A speedometer (from ancient Greek ταχύς tachýs "fast" and μέτρον métron " measure , scale") is a device for measuring and displaying the amount of the speed of a land vehicle. Usually there is an analog display on a scale by the “speedometer needle” (pointer tachometer). In rare cases, a bar display (roller tachometer) , also analog, or a digital display using a numeric display (digital tachometer ) or a bar display on an LC display is used. If the values are recorded, one speaks of a tachograph or tachograph. If the speed signal comes from a computer to which several speed sensors may be connected, the visible part is technically called an indicator . The legislature calls the whole thing a "speedometer", the part that contains the display as a "speedometer". Usually the odometer ( odometer ) is also connected to the speedometer , as they have a common drive.
History and operating principles
Most speedometer are of the measuring principle ago actually tachometer . The first purely mechanical tachometers were based on centrifugal force . The German mechanical engineer Diedrich Uhlhorn is considered to be the inventor and first used this in 1817 for textile machines. From 1844 this measuring principle was used on locomotives - the Daniel tachometer for locomotives did not have a circular display, but a cardboard disk with a pin - a centrifugal pendulum lifted the pin and a clockwork turned the disk.
When 1888 of the Croat Josip Belušić patented under the name "Velocimeter" eddy-current tachometer rotates a permanent magnet and formed in a front-mounted metal disc or bell aluminum eddy currents . The additional field energy of the eddy currents would be avoided if the rotatably mounted disk were to rotate with it. But it is prevented from doing so by a return spring. The magnetic field increases linearly with the speed, the field energy increases with the square, the force effect as its derivative again linearly, as does the restoring force of the spring with its angular deflection. This means that the deflection of the disk with a pointer is proportional to the speed. The pointer is backed with a calibrated scale. The magnet material used has a high Curie temperature in order to keep the temperature drift of the measurement error small.
In 1902 the German inventor Otto Schulze developed the eddy current tachometer, a construction for road vehicles. Schulze relied on a flexible shaft ( speedometer shaft ), with which the speed of the wheel or gearbox is transmitted to the speedometer and there set a magnet in a rotational movement. This speedometer cable was prone to wear and tear and caused an unsteady display if there was too much friction due to jerking. For long transmission paths, for example in rail vehicles, a resolver was used instead of the speedometer cable . The response receiver at the end of the electrical connection was located in the display and drove an eddy current tachometer there. It was easier to rectify the alternating voltage of a tachometer generator and to display the direct voltage - which is wavy at low speed - with a moving coil instrument.
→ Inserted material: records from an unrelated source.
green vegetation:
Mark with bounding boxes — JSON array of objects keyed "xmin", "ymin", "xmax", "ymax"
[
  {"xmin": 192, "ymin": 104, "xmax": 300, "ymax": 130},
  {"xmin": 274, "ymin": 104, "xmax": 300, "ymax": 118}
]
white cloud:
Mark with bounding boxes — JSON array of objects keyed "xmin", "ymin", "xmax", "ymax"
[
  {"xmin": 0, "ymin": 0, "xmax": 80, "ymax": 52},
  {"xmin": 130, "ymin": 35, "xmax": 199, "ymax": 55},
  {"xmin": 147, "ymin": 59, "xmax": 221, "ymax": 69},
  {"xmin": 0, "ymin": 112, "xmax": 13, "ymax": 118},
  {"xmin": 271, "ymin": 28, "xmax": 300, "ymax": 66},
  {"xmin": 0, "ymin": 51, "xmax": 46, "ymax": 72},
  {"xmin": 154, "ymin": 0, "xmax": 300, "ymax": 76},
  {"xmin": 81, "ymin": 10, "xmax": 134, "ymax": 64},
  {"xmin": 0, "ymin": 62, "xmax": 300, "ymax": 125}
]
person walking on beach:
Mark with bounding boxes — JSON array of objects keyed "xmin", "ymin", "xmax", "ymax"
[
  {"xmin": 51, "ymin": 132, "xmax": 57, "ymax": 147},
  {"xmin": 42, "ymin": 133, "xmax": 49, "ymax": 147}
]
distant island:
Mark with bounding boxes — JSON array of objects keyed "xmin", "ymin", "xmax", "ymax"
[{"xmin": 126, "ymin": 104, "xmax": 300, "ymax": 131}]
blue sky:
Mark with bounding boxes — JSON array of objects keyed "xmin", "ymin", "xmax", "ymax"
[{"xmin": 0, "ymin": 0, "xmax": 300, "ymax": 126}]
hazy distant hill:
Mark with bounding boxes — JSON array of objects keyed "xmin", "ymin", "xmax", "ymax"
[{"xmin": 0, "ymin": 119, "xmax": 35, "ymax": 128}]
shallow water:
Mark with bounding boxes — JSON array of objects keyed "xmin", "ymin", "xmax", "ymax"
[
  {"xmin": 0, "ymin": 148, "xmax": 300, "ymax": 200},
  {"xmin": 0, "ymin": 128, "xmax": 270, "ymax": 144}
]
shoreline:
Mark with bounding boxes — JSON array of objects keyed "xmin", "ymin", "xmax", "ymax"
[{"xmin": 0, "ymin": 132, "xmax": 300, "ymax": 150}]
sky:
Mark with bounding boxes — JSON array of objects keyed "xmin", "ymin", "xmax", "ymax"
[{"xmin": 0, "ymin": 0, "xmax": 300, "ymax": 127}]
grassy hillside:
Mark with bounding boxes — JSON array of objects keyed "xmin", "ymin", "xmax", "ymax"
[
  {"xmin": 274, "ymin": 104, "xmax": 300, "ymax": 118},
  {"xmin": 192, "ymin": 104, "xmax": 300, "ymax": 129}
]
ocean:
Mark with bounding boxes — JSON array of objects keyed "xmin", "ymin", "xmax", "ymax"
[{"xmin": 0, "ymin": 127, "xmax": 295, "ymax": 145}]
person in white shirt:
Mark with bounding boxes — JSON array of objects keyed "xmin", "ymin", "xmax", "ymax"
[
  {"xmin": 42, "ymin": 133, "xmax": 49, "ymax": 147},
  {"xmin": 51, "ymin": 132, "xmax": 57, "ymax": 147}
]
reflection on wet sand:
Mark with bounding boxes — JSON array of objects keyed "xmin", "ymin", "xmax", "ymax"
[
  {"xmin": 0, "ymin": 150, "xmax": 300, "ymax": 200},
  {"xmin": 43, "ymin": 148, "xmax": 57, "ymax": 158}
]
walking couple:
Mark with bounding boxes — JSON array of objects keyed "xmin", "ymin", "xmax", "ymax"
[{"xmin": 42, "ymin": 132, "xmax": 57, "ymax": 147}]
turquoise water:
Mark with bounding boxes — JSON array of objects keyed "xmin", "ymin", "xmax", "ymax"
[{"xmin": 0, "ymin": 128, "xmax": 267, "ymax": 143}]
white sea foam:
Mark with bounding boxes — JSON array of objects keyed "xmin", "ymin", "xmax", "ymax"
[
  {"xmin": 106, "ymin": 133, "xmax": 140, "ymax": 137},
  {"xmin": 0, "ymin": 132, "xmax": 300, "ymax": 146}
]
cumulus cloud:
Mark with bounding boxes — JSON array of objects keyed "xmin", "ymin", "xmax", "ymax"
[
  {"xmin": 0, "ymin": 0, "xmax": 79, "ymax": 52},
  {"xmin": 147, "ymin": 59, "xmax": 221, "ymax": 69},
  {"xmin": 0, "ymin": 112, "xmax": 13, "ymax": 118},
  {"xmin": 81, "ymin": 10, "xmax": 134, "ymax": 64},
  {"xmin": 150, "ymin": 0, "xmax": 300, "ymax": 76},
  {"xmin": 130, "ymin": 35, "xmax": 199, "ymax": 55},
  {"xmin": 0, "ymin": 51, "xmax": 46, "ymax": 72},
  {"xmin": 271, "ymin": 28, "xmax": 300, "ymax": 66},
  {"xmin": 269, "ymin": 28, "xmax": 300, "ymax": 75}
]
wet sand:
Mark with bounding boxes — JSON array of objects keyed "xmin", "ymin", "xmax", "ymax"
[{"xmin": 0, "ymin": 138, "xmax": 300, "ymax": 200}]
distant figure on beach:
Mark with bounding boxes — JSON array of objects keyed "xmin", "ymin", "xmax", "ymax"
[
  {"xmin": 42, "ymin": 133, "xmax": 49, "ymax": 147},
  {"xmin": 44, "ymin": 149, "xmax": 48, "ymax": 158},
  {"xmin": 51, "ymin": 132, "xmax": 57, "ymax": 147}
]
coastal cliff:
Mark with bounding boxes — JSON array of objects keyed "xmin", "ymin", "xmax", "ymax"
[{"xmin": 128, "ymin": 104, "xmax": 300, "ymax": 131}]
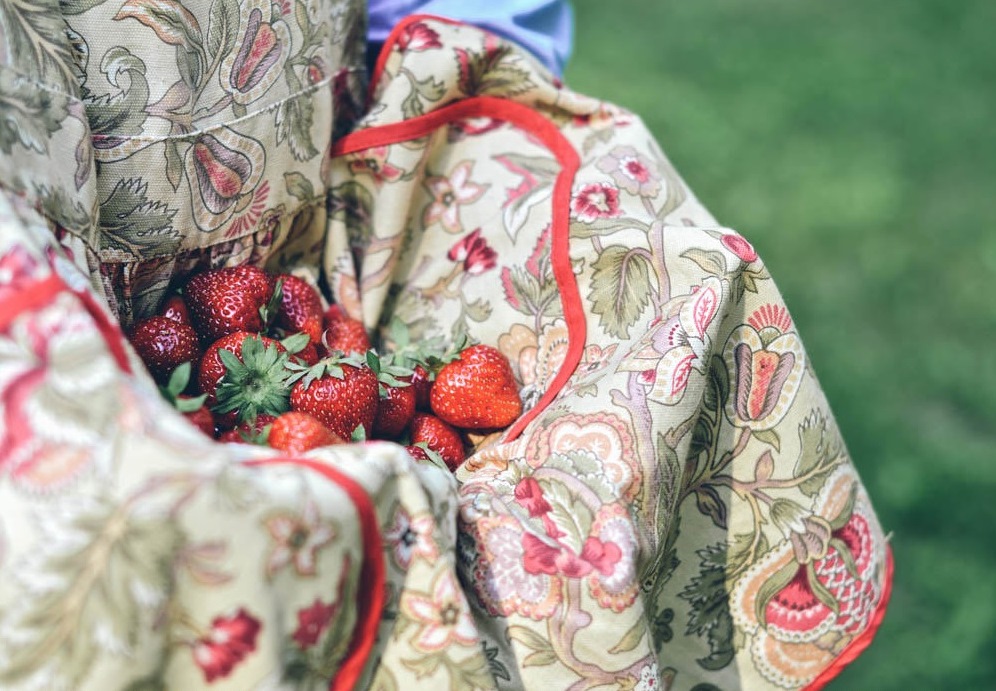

Incremental encoders generate a frequency proportional to the speed, which can be converted into a voltage with an analog circuit. The first production vehicle with such a system was the Porsche 911 Turbo . The encoder in the differential consisted of a magnetic pole wheel and a reed contact . Modern cars have sensors on each wheel (for ABS, ASR, ESP, navigation), the frequency of which is recorded by a microcontroller . The primary measurement result is the number of pulses within a specific measurement interval or, better still, the period between signal edges.
The advertisements have also changed. Pointers are moved completely linearly and independently of temperature by a stepper motor over a much larger angle or are simulated on a display, often in connection with various other displays, see instrument cluster and multifunction display . With other variants it is particularly important that certain important speed ranges are shown spread out so that the driver can read them more precisely. Nowadays, the speed is often displayed as a numerical value, especially in head-up displays .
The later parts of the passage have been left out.